Risk 2: Training Data Scarcity
Probability: Medium | Impact: Medium
Description: May not have enough diverse queries to train robust GNN model.
Mitigation:
- Use query augmentation (add noise, rotations)
- Pretrain on synthetic queries (random vectors)
- Fine-tune on actual workload
- Support transfer learning from similar datasets
- Provide pre-trained baseline model
Contingency: Start with simple heuristic-based routing (e.g., distance + degree) and upgrade to GNN later.
Risk 3: Model Generalization Failures
Probability: Low | Impact: High
Description: GNN trained on one dataset might not generalize to different embedding distributions.
Mitigation:
- Train on diverse datasets (text, images, multi-modal)
- Use domain-agnostic features (degree, distance, structure)
- Add online learning to adapt to new query patterns
- Provide model retraining tools
- Extensive evaluation on held-out datasets
Contingency: Support per-index model training for critical use cases.
Risk 4: Feature Cache Memory Bloat
Probability: Low | Impact: Medium
Description: Caching node/edge features could consume excessive memory on large graphs.
Mitigation:
- Use LRU eviction policy (keep only recent features)
- Set cache size limits (e.g., max 100MB)
- Make caching optional (can disable for low-memory environments)
- Use compressed feature representations
- Profile memory usage in Phase 3
Contingency: Disable feature caching by default, enable only for latency-critical workloads.

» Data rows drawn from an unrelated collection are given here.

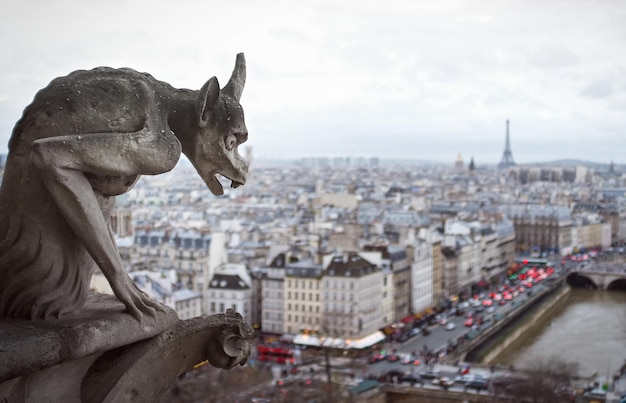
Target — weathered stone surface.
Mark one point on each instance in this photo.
(85, 138)
(27, 346)
(140, 371)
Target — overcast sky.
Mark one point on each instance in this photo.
(394, 79)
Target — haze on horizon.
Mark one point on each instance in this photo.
(405, 80)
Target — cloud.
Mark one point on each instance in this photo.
(397, 79)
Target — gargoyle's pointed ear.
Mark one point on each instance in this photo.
(237, 80)
(209, 93)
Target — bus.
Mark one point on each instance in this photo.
(278, 355)
(533, 262)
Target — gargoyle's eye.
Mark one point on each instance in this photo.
(230, 142)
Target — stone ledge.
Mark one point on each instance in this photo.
(29, 346)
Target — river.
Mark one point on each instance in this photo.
(586, 326)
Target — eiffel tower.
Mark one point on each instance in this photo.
(507, 157)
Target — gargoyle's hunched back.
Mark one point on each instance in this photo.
(84, 139)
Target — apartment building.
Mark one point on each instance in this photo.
(351, 297)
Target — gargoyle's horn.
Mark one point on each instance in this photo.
(237, 79)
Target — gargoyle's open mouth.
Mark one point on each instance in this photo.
(216, 187)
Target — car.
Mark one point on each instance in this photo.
(444, 382)
(477, 384)
(415, 331)
(431, 374)
(450, 326)
(413, 379)
(394, 373)
(374, 358)
(463, 379)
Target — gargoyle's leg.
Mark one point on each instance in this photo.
(63, 162)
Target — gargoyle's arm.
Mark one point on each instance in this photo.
(63, 162)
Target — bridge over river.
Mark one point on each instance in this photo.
(604, 276)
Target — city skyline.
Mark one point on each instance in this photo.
(420, 81)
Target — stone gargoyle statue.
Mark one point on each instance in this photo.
(84, 139)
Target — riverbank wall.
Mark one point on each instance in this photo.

Risk 5: ONNX Compatibility Issues
Probability: Low | Impact: Medium
Description: ONNX runtime might not support specific GNN operations or have platform issues.
Mitigation:
- Use only standard ONNX ops (opset 14+)
- Test on multiple platforms (Linux, macOS, Windows)
- Provide model validation tool to check compatibility
- Fallback to pure Rust inference if ONNX unavailable
Contingency: Implement lightweight Rust-native GNN inference as fallback.
Risk 6: Regression in Recall
Probability: Medium | Impact: Critical
Description: GNN routing might skip true nearest neighbors, degrading result quality.
Mitigation:
- Extensive recall testing in Phase 2
- Set minimum recall threshold (≥95% of baseline)
- Add recall monitoring in production
- Use hybrid mode (GNN + distance heuristic) for safety
- Comprehensive regression test suite
Contingency: If recall drops, increase hybrid_alpha to rely more on distance heuristic, or disable GNN routing entirely.
Summary Risk Matrix
| Risk | Probability | Impact | Mitigation Priority |
|---|---|---|---|
| GNN inference overhead | Medium | High | HIGH - Profile early |
| Training data scarcity | Medium | Medium | Medium - Augmentation |
| Model generalization | Low | High | Medium - Diverse training |
| Feature cache bloat | Low | Medium | Low - Monitor in Phase 3 |
| ONNX compatibility | Low | Medium | Low - Validation tools |
| Recall regression | Medium | Critical | HIGH - Regression tests |
Next Steps
- Prototype Phase 1: Build minimal GNN routing with mock model (1 week)
- Collect Training Data: Run 100K queries on existing HNSW, log trajectories (3 days)
- Train Initial Model: Use collected data to train baseline GAT model (2 days)
- Integration Testing: Plug GNN into HNSW, measure initial performance (1 week)
- Iterate: Optimize based on profiling results (ongoing)
Key Decision Points:
- After Phase 1: Is GNN inference fast enough? (<5ms target)
- After Phase 2: Does GNN improve QPS? (>10% required to continue)
- After Phase 3: Does GNN meet all success metrics? (Go/No-Go for Phase 4)